Calliope Calliope Hub Spawner Scaling Guide

Calliope Integration: This component is integrated into the Calliope AI platform. Some features and configurations may differ from the upstream project.

This document provides a linear scaling chart and recommendations for growing your Calliope Calliope Hub deployment from 10 to 10,000+ concurrent servers.

Quick Reference Chart

Vertical Scaling (Single Calliope Hub)

Target Servers	Calliope Hub vCPU	Calliope Hub Memory	Database	Poll Interval	Monthly Cost*	Notes
10-50	2	4GB	SQLite	5-10s	$60	Current config, ideal for dev/small teams
50-100	2	4GB	SQLite	5-10s	$60	Good performance, no changes needed
100-150	2	4GB	PostgreSQL	10s	$60 + $20**	Approaching CPU limit, DB upgrade recommended
150-300	4	8GB	PostgreSQL	10-15s	$120 + $20**	2x resources, smooth performance
300-500	8	16GB	PostgreSQL	15-20s	$245 + $20**	Near ECS API limits
500-800	16	32GB	PostgreSQL	20-30s	$490 + $20**	Approaching hard API limits

*Calliope Hub task only (excludes spawned servers) **RDS PostgreSQL db.t3.small cost

Horizontal Scaling (Multiple Hubs)

Target Servers	Calliope Hub Count	Calliope Hub Size	Total vCPU	Database	Optimizations	Monthly Cost*	Notes
500-1,000	2	4 vCPU / 8GB	8 vCPU	PostgreSQL	None	$240 + $50**	ALB + sticky sessions required
1,000-2,000	3	4 vCPU / 8GB	12 vCPU	PostgreSQL	Batching	$360 + $75**	API batching essential
2,000-5,000	5	8 vCPU / 16GB	40 vCPU	PostgreSQL	Batching + Caching	$1,200 + $150**	Sharding recommended
5,000-10,000	10	8 vCPU / 16GB	80 vCPU	PostgreSQL	Full stack	$2,400 + $300**	Event-driven recommended

*Calliope Hub tasks only (excludes spawned servers and ALB costs) **RDS PostgreSQL cost (scales with connections)

Scaling Paths

Path 1: Small to Medium (10 → 500 servers)

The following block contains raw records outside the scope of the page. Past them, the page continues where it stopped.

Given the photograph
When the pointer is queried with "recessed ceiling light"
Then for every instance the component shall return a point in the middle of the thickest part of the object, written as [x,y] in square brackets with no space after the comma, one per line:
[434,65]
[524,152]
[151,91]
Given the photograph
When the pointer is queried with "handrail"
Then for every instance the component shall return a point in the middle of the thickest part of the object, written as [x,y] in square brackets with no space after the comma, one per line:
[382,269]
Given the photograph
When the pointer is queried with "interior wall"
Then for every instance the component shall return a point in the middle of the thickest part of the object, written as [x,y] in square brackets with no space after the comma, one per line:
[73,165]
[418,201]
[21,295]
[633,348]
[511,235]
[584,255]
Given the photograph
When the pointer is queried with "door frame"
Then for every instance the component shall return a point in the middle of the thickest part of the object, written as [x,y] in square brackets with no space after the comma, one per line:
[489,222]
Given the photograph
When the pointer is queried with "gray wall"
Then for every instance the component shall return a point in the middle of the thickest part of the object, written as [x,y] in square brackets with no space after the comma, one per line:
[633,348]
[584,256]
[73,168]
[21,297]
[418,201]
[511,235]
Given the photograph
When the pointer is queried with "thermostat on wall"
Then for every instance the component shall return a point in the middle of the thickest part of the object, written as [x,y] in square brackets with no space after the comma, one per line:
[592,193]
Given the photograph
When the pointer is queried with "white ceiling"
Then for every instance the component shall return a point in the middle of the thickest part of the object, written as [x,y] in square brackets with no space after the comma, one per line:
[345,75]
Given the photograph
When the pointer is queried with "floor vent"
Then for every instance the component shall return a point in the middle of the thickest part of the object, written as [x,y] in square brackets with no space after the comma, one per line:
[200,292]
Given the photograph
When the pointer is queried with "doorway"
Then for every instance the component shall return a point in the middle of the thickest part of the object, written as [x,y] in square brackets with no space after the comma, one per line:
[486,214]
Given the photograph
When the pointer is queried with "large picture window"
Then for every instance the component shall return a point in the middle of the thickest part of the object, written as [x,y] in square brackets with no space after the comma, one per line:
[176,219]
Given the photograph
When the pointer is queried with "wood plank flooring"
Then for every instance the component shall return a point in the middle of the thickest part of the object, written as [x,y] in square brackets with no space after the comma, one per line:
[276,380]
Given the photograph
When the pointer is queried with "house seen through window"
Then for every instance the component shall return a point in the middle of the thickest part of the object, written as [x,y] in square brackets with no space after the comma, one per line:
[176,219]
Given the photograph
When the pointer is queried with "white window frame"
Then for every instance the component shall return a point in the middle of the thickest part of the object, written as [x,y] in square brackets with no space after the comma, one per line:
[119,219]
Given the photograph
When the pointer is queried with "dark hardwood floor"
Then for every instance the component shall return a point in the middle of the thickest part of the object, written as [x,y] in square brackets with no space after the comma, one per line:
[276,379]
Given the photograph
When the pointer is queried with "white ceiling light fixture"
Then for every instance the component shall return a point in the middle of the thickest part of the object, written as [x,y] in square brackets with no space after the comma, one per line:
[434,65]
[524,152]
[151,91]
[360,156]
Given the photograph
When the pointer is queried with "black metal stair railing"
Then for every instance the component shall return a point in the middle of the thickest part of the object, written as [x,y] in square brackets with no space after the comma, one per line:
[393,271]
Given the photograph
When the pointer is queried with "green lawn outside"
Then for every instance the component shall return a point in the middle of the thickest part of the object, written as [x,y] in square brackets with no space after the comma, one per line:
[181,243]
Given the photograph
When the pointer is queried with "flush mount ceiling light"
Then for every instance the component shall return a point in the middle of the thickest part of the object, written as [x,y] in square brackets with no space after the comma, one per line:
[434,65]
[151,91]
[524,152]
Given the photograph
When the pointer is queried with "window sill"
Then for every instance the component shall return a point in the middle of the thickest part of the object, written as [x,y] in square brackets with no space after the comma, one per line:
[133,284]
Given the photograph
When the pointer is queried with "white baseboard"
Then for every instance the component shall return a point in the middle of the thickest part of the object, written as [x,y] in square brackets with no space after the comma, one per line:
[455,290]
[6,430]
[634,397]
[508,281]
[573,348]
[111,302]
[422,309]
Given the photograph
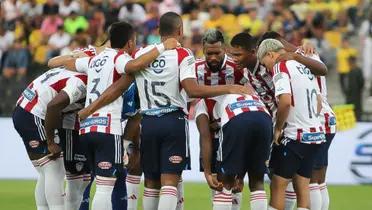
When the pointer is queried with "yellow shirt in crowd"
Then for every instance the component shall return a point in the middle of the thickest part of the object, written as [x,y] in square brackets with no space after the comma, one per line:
[343,55]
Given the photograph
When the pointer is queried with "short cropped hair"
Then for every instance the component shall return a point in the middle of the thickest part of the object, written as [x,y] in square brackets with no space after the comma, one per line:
[169,23]
[243,40]
[212,36]
[120,33]
[269,35]
[268,45]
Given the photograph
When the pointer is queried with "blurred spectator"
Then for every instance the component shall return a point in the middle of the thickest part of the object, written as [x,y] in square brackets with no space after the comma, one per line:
[193,22]
[355,87]
[31,9]
[6,41]
[74,22]
[74,45]
[16,61]
[133,13]
[263,8]
[57,41]
[50,24]
[11,12]
[169,6]
[251,23]
[240,8]
[365,34]
[343,66]
[68,6]
[50,7]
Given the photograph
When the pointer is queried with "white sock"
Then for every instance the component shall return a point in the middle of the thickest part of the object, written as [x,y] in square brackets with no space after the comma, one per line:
[237,200]
[168,198]
[315,197]
[54,172]
[104,188]
[150,199]
[75,187]
[41,202]
[258,200]
[290,197]
[222,200]
[180,197]
[133,183]
[325,196]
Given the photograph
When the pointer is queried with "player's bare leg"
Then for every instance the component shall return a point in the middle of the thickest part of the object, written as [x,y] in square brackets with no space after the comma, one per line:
[223,199]
[131,142]
[258,194]
[237,193]
[301,186]
[277,192]
[318,178]
[151,194]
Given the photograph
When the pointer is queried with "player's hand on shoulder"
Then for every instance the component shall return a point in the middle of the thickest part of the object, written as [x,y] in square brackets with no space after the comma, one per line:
[83,114]
[213,183]
[55,150]
[171,44]
[286,56]
[308,48]
[240,89]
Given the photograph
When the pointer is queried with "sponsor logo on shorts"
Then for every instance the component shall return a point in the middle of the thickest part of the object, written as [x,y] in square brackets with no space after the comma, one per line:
[175,159]
[104,165]
[34,143]
[79,166]
[100,121]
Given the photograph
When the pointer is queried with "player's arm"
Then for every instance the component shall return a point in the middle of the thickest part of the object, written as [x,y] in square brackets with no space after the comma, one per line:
[53,119]
[283,93]
[108,96]
[316,67]
[145,60]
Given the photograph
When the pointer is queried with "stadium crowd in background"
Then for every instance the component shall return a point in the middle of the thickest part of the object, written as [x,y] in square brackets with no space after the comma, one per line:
[33,31]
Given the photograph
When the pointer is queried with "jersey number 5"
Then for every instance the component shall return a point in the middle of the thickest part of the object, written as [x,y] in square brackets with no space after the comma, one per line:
[155,93]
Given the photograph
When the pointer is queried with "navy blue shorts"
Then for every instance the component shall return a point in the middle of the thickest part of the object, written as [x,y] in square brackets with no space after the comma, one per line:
[104,153]
[130,102]
[245,144]
[32,131]
[164,144]
[73,153]
[215,144]
[293,158]
[321,158]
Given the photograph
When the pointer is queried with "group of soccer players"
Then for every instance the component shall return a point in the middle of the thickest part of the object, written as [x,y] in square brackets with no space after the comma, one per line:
[261,110]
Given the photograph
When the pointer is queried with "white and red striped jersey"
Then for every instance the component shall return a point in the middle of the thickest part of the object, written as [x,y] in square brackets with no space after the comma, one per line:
[228,74]
[159,85]
[303,123]
[226,107]
[262,81]
[44,88]
[103,70]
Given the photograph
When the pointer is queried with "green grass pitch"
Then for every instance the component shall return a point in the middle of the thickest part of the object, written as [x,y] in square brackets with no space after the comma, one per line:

Vertical Scaling Only - Simplest approach

Step 1: Start (10-50 servers)
├─ Calliope Hub: 2 vCPU / 4GB
├─ Database: SQLite
└─ Cost: $60/month

Step 2: Growing (50-100 servers)
├─ Calliope Hub: 2 vCPU / 4GB (no change)
├─ Database: Switch to PostgreSQL
└─ Cost: $80/month (+$20 for RDS)

Step 3: Scaling (100-300 servers)
├─ Calliope Hub: 4 vCPU / 8GB
├─ Database: PostgreSQL
└─ Cost: $140/month

Step 4: Large (300-500 servers)
├─ Calliope Hub: 8 vCPU / 16GB
├─ Database: PostgreSQL
├─ Poll interval: 15-20s
└─ Cost: $265/month

Timeline: Can scale in days (just update task definition) Complexity: Low (no architectural changes)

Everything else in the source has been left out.